Several of them. Four that come to mind are Tracy (PlanGrid), Mathilde (Front), Reshma (Ginkgo Bioworks) and Sarah (Lever)
I'm building the world's most useable and adoptable smart glasses at Lumenora, have studied optical engineering and biomedical optics and have worked on many early stage technologies including smell sensors and light saber technology. I'm exicted to bring the cutting edge to mainstream with our headsets! What do you see as the best seed round and series A round strategies?
Team, Team, Team - in seed and Series A more so than any other round, the bet is on the team - why you and why this idea. Second and third are market opportunity and early signs of product market fit if you have launched your product.
When's a good time to go for funding at growth stage? I feel like funding these days has so many pros and cons. I'm starting talks with investors now, hence, the question.
When you have strong product market fit (strong user growth, solid retention, good unit economics) and you are raising money for scale.
I am a solo Tech founder based out of India.My question is regarding funds:What channels can I explore to seek some funds as a solo founder? Also, any advice on how to explore these channels would be of great help.
We've received interest from agricultural companies in China, Nigeria, and Dubai for example to replicate what we're doing here in the U.S. at Re-Nuble (www.re-nuble.com). That said, there is a tremendous amount of risk to try to replicate a Re-Nuble presence in these countries. Enough to lead us to believe that licensing our process/products, or franchising our business model to existing operators in an effort to make them strategic partners, could be the best way to scale Re-Nuble outside of the U.S.What type of model would you suggest we consider to scale with (licensing/franchising/otherwise) and look further into?About Re-Nuble:Re-Nuble uses an inexpensive, patent-pending process to transform food waste into chemical free, organic nutrients for both soil based and hydroponic cultivation. The company is focused on the commercialization of technologies that optimize plant nutrition sourced from food waste.

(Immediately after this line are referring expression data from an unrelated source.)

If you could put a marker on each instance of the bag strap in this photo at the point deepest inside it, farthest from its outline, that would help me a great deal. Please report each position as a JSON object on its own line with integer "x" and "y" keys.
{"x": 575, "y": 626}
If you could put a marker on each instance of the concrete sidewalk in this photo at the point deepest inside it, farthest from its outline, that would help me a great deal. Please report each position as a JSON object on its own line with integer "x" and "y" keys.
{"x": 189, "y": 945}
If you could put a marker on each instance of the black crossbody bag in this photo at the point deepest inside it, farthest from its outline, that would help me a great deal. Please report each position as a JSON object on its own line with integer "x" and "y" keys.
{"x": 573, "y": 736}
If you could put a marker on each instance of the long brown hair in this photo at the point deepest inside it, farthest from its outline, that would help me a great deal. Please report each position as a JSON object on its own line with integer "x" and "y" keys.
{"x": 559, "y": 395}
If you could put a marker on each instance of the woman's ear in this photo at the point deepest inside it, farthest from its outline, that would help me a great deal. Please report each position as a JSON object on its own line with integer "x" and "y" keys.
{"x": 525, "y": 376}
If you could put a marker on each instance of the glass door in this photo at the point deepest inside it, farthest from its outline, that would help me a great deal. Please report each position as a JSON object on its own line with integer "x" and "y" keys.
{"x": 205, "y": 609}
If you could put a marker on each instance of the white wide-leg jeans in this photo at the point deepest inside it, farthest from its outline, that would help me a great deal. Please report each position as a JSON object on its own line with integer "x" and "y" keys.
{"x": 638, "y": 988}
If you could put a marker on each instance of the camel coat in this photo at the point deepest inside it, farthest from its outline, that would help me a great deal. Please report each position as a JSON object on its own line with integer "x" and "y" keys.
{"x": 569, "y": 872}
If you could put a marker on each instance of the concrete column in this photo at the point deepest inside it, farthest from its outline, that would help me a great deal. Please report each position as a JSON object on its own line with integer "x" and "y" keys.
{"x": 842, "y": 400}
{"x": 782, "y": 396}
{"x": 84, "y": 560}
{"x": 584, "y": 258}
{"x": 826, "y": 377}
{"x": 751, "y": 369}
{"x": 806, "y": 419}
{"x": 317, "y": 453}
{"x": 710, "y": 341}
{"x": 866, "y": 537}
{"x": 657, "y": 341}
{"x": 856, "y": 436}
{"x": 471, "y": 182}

I’ve been working on a PropTech startup concept for several months and have the research, business model, pitch deck, and even strategic partnerships lined up. I also have the start to wireframes & feature sets, however, I don’t have a Tech Co-Founder, as I’ve been hesitant to partner up with someone I don’t know very well since I’ve heard that 50% of Startups fail because of Founders not being on the same page.I attended a TechStars Startup weekend in NYC (I’m in LA/OC) this summer and my Company was one of the ones people voted on to work on over the weekend & pitch to the judges, so I know I have a strong concept but I also know YC doesn’t usually accept single founder teams. I have 5 very strong expert advisors with extensive experience in all of the key elements of my model, so I have all the support I need for what I’m at right now without a Co-Founder to complicate things. So my question is... what would YC need to see from me to consider accepting me into the program as a single Female Founder like they did for DropBox? As someone with 15 years of business experience in both people & project management, I feel very confident that I could lead a business as an individual Female Founder, so that would be my preference. It’s hard enough to start a new company, so taking the 50% failure rate because of CoFounder conflict off the table seems like the best idea to have one less thing against me, and just plan to hired a killer team once I have funding.
Thank you, Anu for taking the time to answer so many of our questions!